Paul revisited his thoughts on police brutality as his nascent presidential campaign landed in South Carolina, where a white cop, Michael Slager, has just been charged with murder for shooting a black man, Walter Scott, who fled on foot during a traffic stop. While saying that “98 or 99 percent” of [cops] are doing a great job,” Paul said the killing of Scott was “a terrible tragedy” and called for the compiling of racial statistics when it comes to police shootings. He also added, “I’m concerned that poor people in our society may not be getting the same representation as rich people.”
The same day that Slager was charged with Scott’s death, another white South Carolina cop was indicted on a felony assault charge in the 2014 death of a black man who was stopped in a car in his driveway. The Washington Post reports that the policeman could face up to 10 years in prison.
Paul’s response to Ferguson last summer wasn’t concern trolling or a passing fancy. Beyond trying to end the disbursing of surplus military vehicles and equipment to state and local police departments under the Pentagon’s 1033 program, Paul has pushed legislation to limit the use of mandatory sentencing and restore the voting rights of felons.
Apart from underscoring the ways in which police tactics and criminal justice policies disproportionately hurt black and poor communities, he is alone among presidential contenders in highlighting the role of the drug war in turning the United States into something approaching an open-air prison. Taking to the pages of Time again last fall, Paul wrote, “I will continue to fight to end the racial disparities in drug sentencing. I will continue to fight lengthy, mandatory sentences that prevent judges from using discretion. I will continue to fight to restore voting rights for non-violent felons who’ve served their sentences.” Appearing on Bill Maher’s HBO show, he proclaimed: “The war on drugs has become the most racially disparate outcome that you have in the entire country. Our prisons are full of black and brown kids. Three-fourths of the people in prison are black or brown, and white kids are using drugs, Bill, as you know...at the same rate as these other kids.”

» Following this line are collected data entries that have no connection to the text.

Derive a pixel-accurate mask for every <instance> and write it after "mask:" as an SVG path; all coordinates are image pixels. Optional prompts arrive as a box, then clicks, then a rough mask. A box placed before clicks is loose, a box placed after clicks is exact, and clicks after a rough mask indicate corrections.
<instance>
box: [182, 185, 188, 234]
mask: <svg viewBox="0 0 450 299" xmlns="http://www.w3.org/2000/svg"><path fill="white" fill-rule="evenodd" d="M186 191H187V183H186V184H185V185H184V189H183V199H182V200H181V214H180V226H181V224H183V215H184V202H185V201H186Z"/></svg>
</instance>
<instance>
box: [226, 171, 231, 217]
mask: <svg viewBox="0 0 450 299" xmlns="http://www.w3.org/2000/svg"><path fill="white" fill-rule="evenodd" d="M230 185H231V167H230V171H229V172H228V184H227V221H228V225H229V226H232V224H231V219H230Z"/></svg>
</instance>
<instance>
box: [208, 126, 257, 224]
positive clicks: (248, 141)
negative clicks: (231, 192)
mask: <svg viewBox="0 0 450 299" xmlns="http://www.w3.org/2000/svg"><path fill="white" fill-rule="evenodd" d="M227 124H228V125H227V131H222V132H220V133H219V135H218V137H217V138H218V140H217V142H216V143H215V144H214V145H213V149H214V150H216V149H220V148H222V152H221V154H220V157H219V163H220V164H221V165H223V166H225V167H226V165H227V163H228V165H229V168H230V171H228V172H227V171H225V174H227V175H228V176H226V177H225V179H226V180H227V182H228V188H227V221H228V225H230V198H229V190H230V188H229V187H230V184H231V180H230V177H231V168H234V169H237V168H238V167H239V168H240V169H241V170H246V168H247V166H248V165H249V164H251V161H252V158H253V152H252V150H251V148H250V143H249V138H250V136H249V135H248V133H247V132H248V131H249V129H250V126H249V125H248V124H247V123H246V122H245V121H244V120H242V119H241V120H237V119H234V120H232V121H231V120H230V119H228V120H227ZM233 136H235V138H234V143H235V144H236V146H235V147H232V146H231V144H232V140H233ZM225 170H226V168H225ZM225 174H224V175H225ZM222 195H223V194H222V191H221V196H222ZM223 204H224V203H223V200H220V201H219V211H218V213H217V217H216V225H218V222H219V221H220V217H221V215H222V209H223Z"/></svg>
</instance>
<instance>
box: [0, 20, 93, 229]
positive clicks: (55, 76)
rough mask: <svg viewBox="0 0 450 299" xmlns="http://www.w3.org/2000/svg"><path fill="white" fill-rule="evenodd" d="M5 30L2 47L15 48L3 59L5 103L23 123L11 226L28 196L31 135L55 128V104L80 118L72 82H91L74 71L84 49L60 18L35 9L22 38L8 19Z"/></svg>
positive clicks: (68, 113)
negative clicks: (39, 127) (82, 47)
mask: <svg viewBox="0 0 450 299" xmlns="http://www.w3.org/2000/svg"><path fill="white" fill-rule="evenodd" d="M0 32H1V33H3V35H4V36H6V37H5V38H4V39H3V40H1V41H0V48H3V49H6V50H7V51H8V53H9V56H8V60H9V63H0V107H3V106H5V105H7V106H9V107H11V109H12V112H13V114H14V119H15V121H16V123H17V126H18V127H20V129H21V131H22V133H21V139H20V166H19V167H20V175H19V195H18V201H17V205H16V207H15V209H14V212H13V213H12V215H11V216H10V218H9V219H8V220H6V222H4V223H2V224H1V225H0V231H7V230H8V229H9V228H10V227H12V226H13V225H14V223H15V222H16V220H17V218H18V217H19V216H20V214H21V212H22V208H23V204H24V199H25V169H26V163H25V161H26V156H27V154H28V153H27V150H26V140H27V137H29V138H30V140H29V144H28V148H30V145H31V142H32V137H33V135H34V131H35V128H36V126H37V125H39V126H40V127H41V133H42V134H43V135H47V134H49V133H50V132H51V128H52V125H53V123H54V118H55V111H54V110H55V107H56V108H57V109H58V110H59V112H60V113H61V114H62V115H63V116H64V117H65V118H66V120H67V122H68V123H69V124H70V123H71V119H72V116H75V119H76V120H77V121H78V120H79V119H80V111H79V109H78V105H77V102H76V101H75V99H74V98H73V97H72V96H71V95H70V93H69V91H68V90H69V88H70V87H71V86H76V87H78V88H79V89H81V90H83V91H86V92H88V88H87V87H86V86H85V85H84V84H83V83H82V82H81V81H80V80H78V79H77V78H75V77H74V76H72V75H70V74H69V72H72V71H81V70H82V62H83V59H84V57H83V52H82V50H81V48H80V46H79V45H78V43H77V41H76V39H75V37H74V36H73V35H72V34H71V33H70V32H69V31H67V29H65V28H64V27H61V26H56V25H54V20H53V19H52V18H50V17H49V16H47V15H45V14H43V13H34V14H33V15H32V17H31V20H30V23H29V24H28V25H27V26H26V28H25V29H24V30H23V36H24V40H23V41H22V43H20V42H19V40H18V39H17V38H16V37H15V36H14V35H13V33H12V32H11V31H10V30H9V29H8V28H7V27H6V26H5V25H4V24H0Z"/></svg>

Despite a majority of Americans saying they think pot should be treated similarly to booze and wine, Paul’s positions are not popular within political circles, especially Republican ones. Nor do they conform to the conspicuous displays of concern preferred by the left. Progressives such as Think Progress’s Ian Millhiser worry openly (and hysterically) that because he’s criticized aspects of anti-discrimination laws in the past, a President Paul would usher in a new era of de jure segregation straight out of Jim Crow.
Not only are such fears wildly overblown, they fail to account for the issues and concerns that Paul alone is talking about. Unarmed black men are dying at the hands of often-white police. Racially divisive drug laws and indefensible sentencing guidelines punish all Americans, but they punish blacks far more often and far more intensely. There’s only one major-party person running for president who has been raising any of this since he took office, and his name is Rand Paul.
Just days into his presidential campaign, Paul is being accused of trying to satisfy all voters, from hardcore libertarians devoted to his father to Republican defense hawks to liberal drug reformers. “In Paul’s dream world,” comments FiveThirtyEight’s Harry Enten, “he’ll satisfy everyone. In the most likely real world, he’ll end up satisfying no one.”
That may well be true. But even if he fizzles out early, Rand Paul has helped to start a conversation that the country needs to have, but of which it is afraid.